In the late 60s and early 70s, both Canada and the United States were experiencing a trend towards upscale, self-sufficient apartment complexes similar to Starliner Towers in Shivers. The residents of Starliner Towers are not very nice people, even before they become infested with parasites. With the Towers being filled with secrets, deceit, adultery, and hypocrisy. Much of what might have upset its many critics, is that Shivers can be interpreted as treating the infestation of the residents by the parasites as an act of liberation.
The end result was one of the biggest controversies in the history of Canadian film. In an article with the sensational title “You Should Know How Bad This Film Is. After All, You Paid For It” in the September 1975 issue of the popular Canadian general interest magazine Saturday Night, Canadian journalist Robert Fulford, writing as “Marshall Delaney”, attacked Shivers as being “…the most repulsive movie I’ve ever seen.”
Martin Knelman, the film critic for Saturday Night, also characterised the film as a cheap exploitation movie. Despite the controversy (or perhaps even because of it), Shiver performed very well at the box office in Canada. Having only been made for $185,000, within a year it had made $5 million, which made it the most profitable Canadian feature film up to that time.

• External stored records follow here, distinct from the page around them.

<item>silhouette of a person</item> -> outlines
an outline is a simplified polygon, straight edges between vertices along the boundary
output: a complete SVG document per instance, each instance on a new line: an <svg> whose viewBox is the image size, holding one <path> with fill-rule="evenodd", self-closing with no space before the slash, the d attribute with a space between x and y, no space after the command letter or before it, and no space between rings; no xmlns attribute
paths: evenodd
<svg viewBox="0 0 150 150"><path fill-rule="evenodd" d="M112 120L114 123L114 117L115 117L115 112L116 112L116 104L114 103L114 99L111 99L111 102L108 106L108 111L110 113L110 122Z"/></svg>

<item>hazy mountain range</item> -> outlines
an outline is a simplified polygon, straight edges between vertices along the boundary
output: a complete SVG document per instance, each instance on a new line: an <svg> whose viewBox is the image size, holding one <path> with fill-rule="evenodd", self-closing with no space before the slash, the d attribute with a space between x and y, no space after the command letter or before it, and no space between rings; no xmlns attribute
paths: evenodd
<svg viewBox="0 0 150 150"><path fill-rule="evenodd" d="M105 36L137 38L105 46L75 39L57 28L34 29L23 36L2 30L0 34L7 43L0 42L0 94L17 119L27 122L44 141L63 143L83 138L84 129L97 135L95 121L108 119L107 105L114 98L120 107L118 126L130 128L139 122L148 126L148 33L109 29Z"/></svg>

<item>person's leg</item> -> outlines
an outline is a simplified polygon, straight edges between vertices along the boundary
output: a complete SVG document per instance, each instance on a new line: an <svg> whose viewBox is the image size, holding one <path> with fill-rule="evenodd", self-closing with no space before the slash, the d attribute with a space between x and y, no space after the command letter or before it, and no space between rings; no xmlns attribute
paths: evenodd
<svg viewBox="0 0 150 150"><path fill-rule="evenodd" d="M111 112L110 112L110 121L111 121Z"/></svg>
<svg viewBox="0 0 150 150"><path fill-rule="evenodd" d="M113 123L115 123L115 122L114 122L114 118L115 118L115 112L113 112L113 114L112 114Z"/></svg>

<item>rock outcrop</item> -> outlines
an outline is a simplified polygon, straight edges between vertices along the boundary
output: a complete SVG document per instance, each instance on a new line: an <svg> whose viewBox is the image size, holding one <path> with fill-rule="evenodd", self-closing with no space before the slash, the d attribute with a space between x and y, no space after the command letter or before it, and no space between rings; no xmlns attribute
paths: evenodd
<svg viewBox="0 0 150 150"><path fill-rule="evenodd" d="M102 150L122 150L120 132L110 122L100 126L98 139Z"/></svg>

Regardless of what was at the root cause of the controversy over Shivers, it remains today a very disturbing film. Despite stirring up controversy, there is very little that is actually shown in Shivers. We have few glimpses of the slug-like parasites, which can be transmitted sexually or through mouth to mouth, and can even travel though air ducts. But it is most left to the imaginations of the viewer.
Even given the film’s subject matter there is very little sex to be seen, so when we do see it then it is far more shocking. Rather than relying on gore that could produce at best a brief shock, with Shivers, David Cronenberg relied more upon the power of suggestion to create a genuine sense of horror. In the end, Shivers is much more effective than many graphic horror films, because it suggests that real horror comes from within us all.